If you’re like most people who have recently embarked on their journey with home gardening, you’re undoubtedly looking forward to spending many pleasant moments nurturing and cultivating your creation. However, you may also be experiencing pangs of apprehension while envisioning wilted and yellowing plants instead of lush, thriving vegetation. 

This is completely normal for novice gardeners. It’s also normal to believe that those gorgeous gardens others seem to grow so effortlessly are the result of some kind of innate magic or a mystical green thumb, but the truth is, it takes knowledge to build a good garden. 


Here’s what you need to know.

Choose the Right Location

Choosing the wrong location for a garden is a sure way to doom the plants to failure. For instance, if you’re aiming for a lush hosta garden, you need to site it in the shade because the heat of the afternoon sun will burn the plants up. 

On the other hand, if you want a lovely flower garden full of sunflowers, asters, zinnia, cosmos, and marigolds, it will languish before your eyes if you fail to plant it in an area that receives less than six hours of direct sunlight a day.

Use Eco-Friendly Pest Control

Pests are a natural part of the great outdoors, but that doesn’t mean you have to choose between letting them harm your plants and poisoning your immediate environment with harsh chemical control agents. Fortunately, eco-friendly gardening solutions are available that give you the best of both worlds. 

Look for a local pest control provider like Moxie Pest Control that uses eco-friendly solutions, and they can develop a treatment plan to keep unwanted pests out of your garden without threatening your plants.

Amend the Soil

Gardens are only as good as the soils in which they’re growing. Before planting, add organic amendments such as compost to provide optimal aeration and nutrition. After you’ve planted your starts from the nursery or your seedlings sprout, add a layer of mulch. This not only insulates the roots of the plants from the effects of outdoor temperatures, but it also helps the soil retain water. Using organic mulch such bark chips provides the added benefit of acting as a gentle, slow-release fertilizing agent.

Research Local Growing Conditions

Researching local growing conditions is essential if you want your garden to thrive. Certain types of plants require specific amounts of heat in order to thrive, while others don’t fare well when outdoor temperatures are consistently warm. For instance, you can’t grow apple trees in a desert environment because the trees need low autumn temperatures to trigger them into going dormant. 
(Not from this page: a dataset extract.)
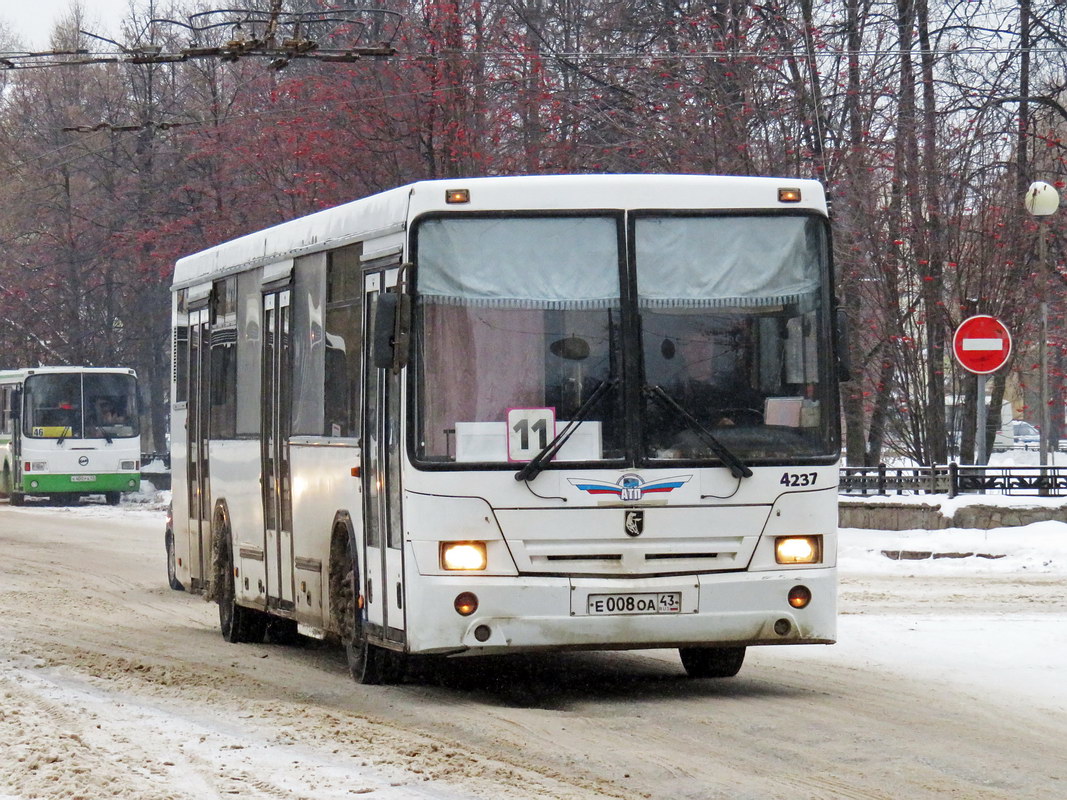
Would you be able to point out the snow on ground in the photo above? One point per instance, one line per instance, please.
(1014, 655)
(993, 629)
Temperature isn’t the only consideration, however. If you have clay soils, you need to choose plants that are able to grow in these conditions, and if you live near the coast, you need to research which plants do best in salty soils and windy conditions.

Choose the Right Plants

Fledgling gardeners should start out with easy-to-grow plants rather than trying their hand at their fussy counterparts. Choose marigolds instead of orchids at first. 

One of the best ways to ensure that you’ve selected the right plants is to research those that are native to your region. Native plants are already genetically acclimated to thriving in their given regions, so you won’t have to provide much in the way of extra care.
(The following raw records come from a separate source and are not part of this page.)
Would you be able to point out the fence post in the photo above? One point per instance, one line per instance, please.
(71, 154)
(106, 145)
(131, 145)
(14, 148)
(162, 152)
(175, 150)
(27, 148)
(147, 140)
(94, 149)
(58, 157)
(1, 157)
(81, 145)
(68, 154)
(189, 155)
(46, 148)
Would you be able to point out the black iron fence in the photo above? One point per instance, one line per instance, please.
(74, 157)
Keep It Interesting With Containers

Interspersing containers within your ground-level gardening projects bring height and texture to the picture. Don’t be afraid to experiment with this approach — the beauty of containers can be moved around into your find their sweet spot. Another added bonus is that if you plant annuals in them, you can change things up on an annual basis.
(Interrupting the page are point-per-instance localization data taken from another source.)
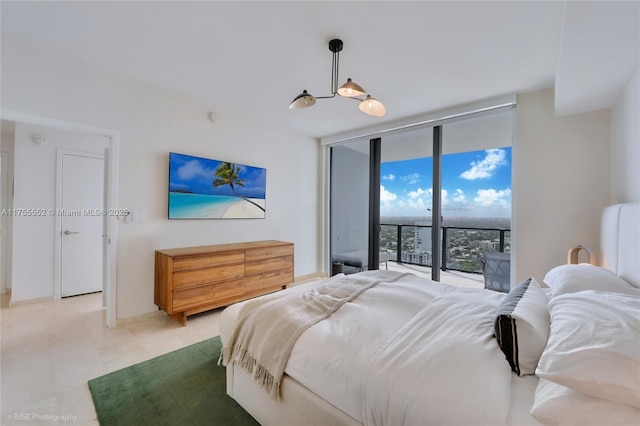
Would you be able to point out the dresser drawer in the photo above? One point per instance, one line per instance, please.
(190, 278)
(278, 278)
(204, 261)
(268, 252)
(198, 296)
(271, 264)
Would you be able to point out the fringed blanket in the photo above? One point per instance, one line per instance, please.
(268, 328)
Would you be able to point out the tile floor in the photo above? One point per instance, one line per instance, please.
(49, 350)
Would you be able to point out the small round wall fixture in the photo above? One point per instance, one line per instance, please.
(39, 139)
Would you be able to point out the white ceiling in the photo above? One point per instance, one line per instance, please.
(416, 56)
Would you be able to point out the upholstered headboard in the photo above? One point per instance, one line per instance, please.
(620, 241)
Fertilize Your Plants on a Regular Basis

Even if you’ve given your garden a great head start by amending the soil with lots of rich, organic ingredients designed to provide optimal plant nutrition, it’ll probably still require a bit of extra fertilization. Fertilization requirements vary dramatically among plant species, so be sure to read up on the varieties you’ve planted and to fertilize them according to recommendations from the experts.

Don’t forget to include a comfortable outdoor seating space in your garden plans. This allows you, family members, and guests to relax with a cold beverage on a sunny summer day and enjoy the sight of your garden as it blooms and thrives.